When I mentioned the survey idea to a few friends, the first or second question always centered on privacy. Google says it does not access any personal information — answering a survey about tires won’t suddenly produce a bunch of spam email for Michelin in your email inbox.
The Missourian advertising team that proposed the survey model said it didn’t find anything out there countering Google’s claim. The company says the survey program, which was introduced in 2012, runs in more than 300 newspapers.
Why move away from the 24-hour meter?
It didn’t work.
After 18 months, memberships hit a plateau, and the revenue didn’t offset the deficits, namely reduced traffic to the website and costs affiliated with managing the system.
I also heard complaints from readers about the difficulty of sharing stories. You read something, got excited and wanted to share it with your friends on Facebook or email. But those friends couldn’t access the article because the 24-hour period had expired. The system ran up against the way news flows organically across networks of people and institutions.
Other problems: Journalism students said it was difficult to share their work with prospective employers, and some felt it was unfair to pay for the work that they produced.
The Missourian system will look similar to the Albuquerque Journal’s. So let’s take a look:
From its home page, I selected an article, “Holm’s negotiations with UFC going better.” The article page popped up with the headline, but the article was grayed out. Below the headline, I was asked to either answer the survey or log in as a subscriber.
On another article, I was asked: “Have you tried a new makeup product or brand in the last six months?” My answer, you may be surprised to learn, was no. There was no second question.
There are a lot of options newspapers can use with the surveys. Albuquerque uses long surveys, up to 10 questions, with the incentive of seven days survey-free after completion.
The Missourian will start simple, with short surveys. The surveys I’ve completed on the Albuquerque site for the most part took less than 15 seconds.

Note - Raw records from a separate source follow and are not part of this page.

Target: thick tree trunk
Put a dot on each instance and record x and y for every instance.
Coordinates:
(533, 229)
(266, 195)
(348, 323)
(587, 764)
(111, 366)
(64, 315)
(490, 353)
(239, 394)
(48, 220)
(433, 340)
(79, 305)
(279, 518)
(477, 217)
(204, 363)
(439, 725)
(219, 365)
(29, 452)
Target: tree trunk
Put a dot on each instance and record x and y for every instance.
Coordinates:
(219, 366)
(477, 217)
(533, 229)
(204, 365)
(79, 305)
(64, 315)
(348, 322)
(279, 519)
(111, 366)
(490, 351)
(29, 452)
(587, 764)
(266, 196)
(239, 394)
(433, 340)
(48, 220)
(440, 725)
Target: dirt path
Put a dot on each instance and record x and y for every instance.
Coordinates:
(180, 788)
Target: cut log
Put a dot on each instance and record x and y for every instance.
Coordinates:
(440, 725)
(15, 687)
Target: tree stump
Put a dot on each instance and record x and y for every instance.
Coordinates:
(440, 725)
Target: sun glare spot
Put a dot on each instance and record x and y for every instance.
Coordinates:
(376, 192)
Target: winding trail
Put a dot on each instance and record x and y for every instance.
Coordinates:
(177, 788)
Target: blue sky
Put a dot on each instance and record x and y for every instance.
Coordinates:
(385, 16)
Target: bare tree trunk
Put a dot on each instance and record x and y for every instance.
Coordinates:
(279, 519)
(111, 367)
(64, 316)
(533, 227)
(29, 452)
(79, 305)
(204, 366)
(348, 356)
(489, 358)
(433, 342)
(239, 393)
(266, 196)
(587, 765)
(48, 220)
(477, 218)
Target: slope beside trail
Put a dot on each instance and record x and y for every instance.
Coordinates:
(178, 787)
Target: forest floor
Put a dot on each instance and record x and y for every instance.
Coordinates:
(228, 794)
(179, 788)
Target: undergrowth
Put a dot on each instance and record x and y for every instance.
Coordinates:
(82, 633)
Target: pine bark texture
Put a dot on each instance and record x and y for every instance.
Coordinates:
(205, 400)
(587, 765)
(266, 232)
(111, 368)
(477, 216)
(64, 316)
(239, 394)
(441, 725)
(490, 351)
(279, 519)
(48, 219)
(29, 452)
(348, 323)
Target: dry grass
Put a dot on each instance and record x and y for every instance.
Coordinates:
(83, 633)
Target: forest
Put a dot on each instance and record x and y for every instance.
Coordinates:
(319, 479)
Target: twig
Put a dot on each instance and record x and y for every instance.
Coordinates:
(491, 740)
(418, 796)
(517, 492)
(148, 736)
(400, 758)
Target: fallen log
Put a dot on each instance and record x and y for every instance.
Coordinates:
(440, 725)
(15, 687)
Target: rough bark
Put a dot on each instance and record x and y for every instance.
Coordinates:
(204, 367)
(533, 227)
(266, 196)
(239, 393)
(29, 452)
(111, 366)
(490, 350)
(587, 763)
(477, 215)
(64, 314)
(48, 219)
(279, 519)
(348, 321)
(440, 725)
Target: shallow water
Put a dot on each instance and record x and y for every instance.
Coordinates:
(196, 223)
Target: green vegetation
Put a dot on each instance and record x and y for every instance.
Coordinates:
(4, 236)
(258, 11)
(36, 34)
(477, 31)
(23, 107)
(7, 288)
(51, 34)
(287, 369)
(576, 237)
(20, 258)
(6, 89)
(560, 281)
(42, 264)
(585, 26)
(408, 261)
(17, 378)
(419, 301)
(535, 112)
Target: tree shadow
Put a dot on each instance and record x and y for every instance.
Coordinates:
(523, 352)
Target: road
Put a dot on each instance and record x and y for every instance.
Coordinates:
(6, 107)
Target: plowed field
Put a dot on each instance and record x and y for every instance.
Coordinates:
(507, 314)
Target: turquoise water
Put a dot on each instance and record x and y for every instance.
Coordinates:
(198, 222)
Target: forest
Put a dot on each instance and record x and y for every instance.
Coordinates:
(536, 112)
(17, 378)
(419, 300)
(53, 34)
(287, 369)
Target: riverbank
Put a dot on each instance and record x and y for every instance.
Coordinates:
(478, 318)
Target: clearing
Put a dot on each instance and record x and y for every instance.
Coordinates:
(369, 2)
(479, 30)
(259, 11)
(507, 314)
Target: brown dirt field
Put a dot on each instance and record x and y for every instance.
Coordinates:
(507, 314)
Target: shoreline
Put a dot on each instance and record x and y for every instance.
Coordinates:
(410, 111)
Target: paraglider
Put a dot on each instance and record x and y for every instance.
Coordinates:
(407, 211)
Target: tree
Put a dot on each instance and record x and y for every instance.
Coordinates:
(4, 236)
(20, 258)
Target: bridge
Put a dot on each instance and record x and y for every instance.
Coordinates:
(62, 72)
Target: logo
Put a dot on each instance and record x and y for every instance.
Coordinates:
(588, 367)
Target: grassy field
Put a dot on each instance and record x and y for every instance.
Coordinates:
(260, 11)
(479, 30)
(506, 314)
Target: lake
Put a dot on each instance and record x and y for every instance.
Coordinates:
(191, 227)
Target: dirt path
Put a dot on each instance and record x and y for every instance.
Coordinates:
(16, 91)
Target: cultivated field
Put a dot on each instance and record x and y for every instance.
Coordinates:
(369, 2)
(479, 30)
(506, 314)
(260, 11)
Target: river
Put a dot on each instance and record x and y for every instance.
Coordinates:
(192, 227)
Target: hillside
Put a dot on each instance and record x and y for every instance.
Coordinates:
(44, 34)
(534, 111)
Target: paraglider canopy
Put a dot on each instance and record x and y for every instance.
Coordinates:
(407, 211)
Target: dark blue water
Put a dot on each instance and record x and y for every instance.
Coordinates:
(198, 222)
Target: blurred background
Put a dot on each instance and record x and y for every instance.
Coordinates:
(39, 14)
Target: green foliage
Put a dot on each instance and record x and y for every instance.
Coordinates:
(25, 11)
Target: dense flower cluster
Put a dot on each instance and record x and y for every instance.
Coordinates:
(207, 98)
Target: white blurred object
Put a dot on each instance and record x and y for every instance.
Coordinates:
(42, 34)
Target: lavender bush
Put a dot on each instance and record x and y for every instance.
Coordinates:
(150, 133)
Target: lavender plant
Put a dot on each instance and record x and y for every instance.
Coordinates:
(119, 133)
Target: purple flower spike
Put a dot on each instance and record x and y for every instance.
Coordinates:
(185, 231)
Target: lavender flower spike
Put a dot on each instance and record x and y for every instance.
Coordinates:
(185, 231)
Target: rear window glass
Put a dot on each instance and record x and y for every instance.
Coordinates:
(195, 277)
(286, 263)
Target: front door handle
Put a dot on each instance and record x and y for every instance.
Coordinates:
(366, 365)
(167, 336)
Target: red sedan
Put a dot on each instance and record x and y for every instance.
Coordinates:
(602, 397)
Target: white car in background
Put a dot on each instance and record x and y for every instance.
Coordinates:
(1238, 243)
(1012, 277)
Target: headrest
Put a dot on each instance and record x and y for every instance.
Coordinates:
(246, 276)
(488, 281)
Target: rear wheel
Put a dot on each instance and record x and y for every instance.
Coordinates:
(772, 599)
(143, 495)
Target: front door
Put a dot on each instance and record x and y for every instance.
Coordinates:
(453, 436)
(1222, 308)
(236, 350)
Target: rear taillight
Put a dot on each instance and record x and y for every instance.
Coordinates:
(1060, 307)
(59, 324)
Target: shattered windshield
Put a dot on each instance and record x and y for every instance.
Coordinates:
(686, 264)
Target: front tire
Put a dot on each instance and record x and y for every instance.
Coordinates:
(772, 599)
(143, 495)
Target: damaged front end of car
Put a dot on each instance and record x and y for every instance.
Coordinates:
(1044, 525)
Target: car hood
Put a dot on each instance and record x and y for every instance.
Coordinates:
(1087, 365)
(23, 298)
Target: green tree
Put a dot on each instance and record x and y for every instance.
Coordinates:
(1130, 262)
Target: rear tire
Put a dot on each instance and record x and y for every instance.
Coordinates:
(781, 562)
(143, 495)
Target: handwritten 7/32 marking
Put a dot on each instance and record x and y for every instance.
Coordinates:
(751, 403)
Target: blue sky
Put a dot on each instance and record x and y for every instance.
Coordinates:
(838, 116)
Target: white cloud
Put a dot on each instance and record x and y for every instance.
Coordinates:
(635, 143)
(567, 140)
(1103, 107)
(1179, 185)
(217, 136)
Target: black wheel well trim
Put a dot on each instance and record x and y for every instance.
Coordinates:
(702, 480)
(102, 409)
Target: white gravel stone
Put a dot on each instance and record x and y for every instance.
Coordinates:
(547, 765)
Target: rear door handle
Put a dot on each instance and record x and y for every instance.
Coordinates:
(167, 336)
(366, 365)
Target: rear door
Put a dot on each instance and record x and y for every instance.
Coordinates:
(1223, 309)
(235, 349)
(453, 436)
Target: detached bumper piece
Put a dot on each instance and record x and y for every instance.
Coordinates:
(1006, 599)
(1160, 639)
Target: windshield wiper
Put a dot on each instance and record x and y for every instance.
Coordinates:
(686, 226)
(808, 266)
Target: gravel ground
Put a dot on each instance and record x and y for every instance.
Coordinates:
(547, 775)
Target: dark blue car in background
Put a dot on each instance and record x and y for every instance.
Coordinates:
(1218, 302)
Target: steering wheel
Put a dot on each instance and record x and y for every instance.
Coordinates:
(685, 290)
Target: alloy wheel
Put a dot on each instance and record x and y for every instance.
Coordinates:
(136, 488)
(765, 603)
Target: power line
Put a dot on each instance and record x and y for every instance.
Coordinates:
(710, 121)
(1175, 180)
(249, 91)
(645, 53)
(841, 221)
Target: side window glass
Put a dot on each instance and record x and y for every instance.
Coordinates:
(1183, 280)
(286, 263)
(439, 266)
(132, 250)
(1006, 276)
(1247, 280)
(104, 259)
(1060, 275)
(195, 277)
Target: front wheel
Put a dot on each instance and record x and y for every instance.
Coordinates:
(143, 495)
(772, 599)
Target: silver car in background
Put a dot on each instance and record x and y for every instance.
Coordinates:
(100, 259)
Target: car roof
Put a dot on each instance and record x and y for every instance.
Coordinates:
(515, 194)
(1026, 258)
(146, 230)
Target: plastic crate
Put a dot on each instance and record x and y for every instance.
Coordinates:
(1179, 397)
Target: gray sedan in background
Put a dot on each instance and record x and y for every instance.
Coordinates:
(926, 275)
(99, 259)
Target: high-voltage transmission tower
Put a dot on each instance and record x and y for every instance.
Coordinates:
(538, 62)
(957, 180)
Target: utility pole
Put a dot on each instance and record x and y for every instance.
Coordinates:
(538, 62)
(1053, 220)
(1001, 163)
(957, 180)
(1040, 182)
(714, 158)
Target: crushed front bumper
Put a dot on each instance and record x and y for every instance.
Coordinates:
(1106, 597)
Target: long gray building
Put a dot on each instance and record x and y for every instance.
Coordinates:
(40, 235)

It remains to be seen where the irritation threshold lies. Active Missourian readers may find the monthly membership fee a bargain compared to answering surveys for 10 or 20 stories daily.
And, as I wrote when the 24-hour model was launched, I believe membership is a statement that says you have a stake in the continuing success of the Columbia Missourian and its dual missions of serving mid-Missouri and training the next generation of journalists.
No one sees surveys as the panacea for newspaper business models. At least I haven’t found anyone brave or foolish enough to stake that ground. Most see it as a nice interim step — to the still undefined next great thing.
As always, your feedback is welcome. There is room to tweak some of the particulars. There is a commitment, though, of giving the new system a good shot at success.